Experts predict increased adoption across nearly every industry. While things like self-driving cars and drone package delivery capture the headlines, sectors such as health and medicine, eCommerce, cybersecurity, and business intelligence are set to be impacted in even more profound ways by AI.
Artificial intelligence is the development of computer systems that can perform tasks that would otherwise require human intelligence. Examples of AI include voice assistants such as Siri or Alexa, self-driving cars such as Tesla, or Nest thermostats which learn your heating and cooling preferences and automatically adjust temperatures based on occupancy.
The four types of AI include reactive machines, limited memory, theory of mind, and self-awareness.

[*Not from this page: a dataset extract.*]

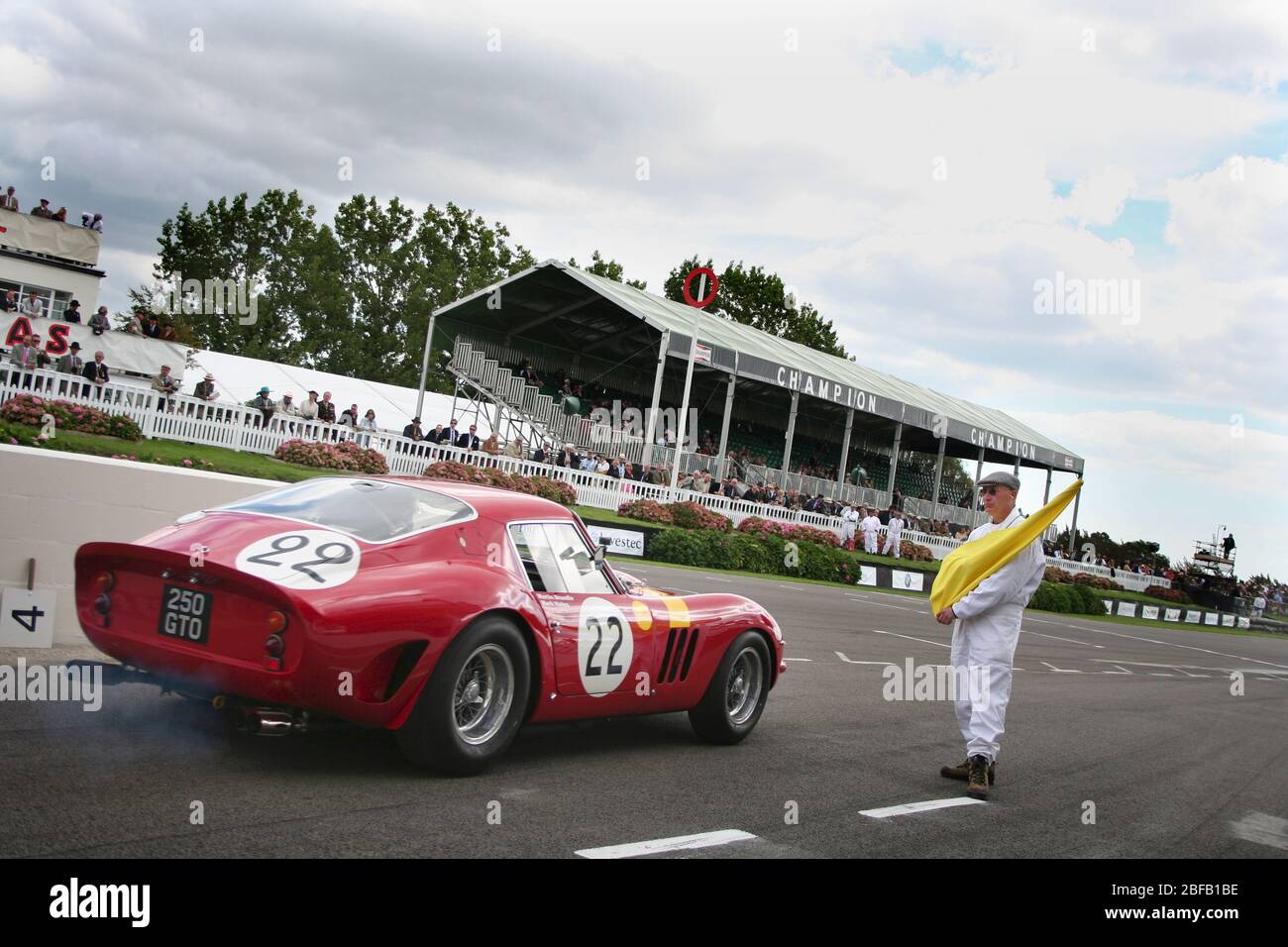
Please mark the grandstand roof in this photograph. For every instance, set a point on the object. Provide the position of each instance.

Depending on how it’s programmed, trained, or implemented, AI has the potential to work autonomously and be used in ways that don’t support the greater good. If not checked, AI can spread disinformation, reinforce stereotypes and bias, and be used for lethal autonomous weapon systems (LAWS) to kill at scale.
AI systems work by combining and analyzing large data sets. AI uses iterative algorithms to uncover patterns and make rule-based decisions quickly. Machine learning and deep learning allow machines to optimize performance with the addition of more data.